Contemporaneità, riflessione storica e documentario occupano però un ruolo di rilievo nella progettualità artistica del gruppo, che ha dedicato gran parte della propria opera ai due cicli Horror Vacui – cui si ascrivono i lavori Tagfish (2010), Land’s End (2011), Perhaps All The Dragons… (2014), Remember The Dragons… (2017) e True Copy (2018) – e Holocene, indagando storie personali alla ricerca di contraddizioni di carattere politico-sociale, che confluiscono in rappresentazioni sul rapporto tra il fatto privato e il senso di colpa collettivo per le azioni commesse. Oggi Degryse con The making of Berlin, sua prima creazione solista in scena al Teatro LaCucina nella stagione di ZONA K il 14 e 15 novembre, continua a distinguersi per il profondo esercizio di formule e letture immersive che rendono la messinscena un riflesso di realtà e al contempo ucronìa. Lo spettacolo chiude il ciclo Holocene, basato sulla raccolta di immagini e racconti di diverse città del mondo – lo precedono Jerusalem (2004), Iqaluit (2005), Bonanza (2006), Moscow (2009), Zvizdal (2016), e l’incompiuto Lisboa. Si tratta di video-ritratti documentaristici di vita vera che servono da monito nell’esplorazione di tematiche tanto quotidiane quanto universali. Per quest’ultima città viene scelta la Berlino della Seconda Guerra Mondiale e la storia si cela dietro il direttore d’orchestra della Berliner Philharmoniker, sostenuto dall’eco della Götterdämmerung di Wagner proveniente dai bunker.
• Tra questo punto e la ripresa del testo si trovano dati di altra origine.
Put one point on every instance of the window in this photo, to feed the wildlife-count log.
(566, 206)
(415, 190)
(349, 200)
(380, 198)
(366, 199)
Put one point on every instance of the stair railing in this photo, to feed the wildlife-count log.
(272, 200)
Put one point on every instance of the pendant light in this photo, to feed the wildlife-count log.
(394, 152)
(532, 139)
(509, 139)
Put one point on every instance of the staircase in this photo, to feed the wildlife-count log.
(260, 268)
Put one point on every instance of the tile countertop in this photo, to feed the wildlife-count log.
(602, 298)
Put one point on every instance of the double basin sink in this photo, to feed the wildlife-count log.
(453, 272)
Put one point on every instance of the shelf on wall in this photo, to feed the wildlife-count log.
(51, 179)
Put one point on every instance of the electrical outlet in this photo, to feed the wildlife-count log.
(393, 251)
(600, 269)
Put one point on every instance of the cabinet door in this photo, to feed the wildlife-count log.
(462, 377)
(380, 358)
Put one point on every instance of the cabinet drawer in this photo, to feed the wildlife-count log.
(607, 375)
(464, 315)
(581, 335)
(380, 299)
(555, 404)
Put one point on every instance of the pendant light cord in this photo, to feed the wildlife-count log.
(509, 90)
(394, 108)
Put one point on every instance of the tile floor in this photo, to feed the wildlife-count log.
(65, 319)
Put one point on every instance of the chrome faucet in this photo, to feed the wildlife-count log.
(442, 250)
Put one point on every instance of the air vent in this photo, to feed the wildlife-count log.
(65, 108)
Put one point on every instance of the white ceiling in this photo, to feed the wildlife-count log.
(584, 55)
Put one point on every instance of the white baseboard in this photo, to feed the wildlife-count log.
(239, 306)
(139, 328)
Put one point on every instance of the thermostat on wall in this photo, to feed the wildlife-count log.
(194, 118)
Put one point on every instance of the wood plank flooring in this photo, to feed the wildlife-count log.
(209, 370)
Degryse ha recentemente gettato le fondamenta per trasformare la compagnia in un incubatore di giovani talenti, dapprima con il sostegno a due artiste associate – Fien Leysen in tournée per tutto il 2024 con ALABAMA, e nel 2026 Emma Lesuis – in seguito con il progetto YouTurn, nel quale mette a disposizione un archivio di 700 ore di girato tratti dalla ricerca sul campo di Holocene per l’ideazione di nuovi progetti. Il suo ultimo lavoro Living Apartment Together, in programma per il 2025, sembra prendere spunto proprio dal ciclo urbano per la narrazione delle vite degli abitanti di un condominio di sei appartamenti, scrutati nelle loro tiepide dimore ed esaminati dal pubblico nella quotidiana esistenza di incroci tra vicini.
Effetti collaterali
Immagini di città di Walter Benjamin (1955). In questa raccolta di saggi, pubblicata postuma servendosi della sua corrispondenza di viaggi per diversi giornali e riviste, il filosofo tedesco racconta con maestria e stupore immagini di città vive. Marsiglia, Mosca, Weimar, San Gimignano, Parigi, Napoli: ne descrive la storia palpabile sulle pareti degli edifici e negli sguardi scintillanti della gente, accompagnandola allo specchio della sua infanzia.
The Zone of Interest (2023), scritto e diretto da Jonathan Glazer. Adattamento cinematografico dell’omonimo romanzo di Martin Amis, presentato al Festival di Cannes, vincitore di tre BAFTA, due premi Oscar e argomento di innumerevoli dibattiti. L’indicibile e asettica “banalità del male” viene traslata in una serie di elementi sonori e architettonici ripresi da cinecamere nascoste operate da remoto, che rendono il film una sorta di documentario sulla convivenza con l’orrore e la precarietà della memoria dello stesso.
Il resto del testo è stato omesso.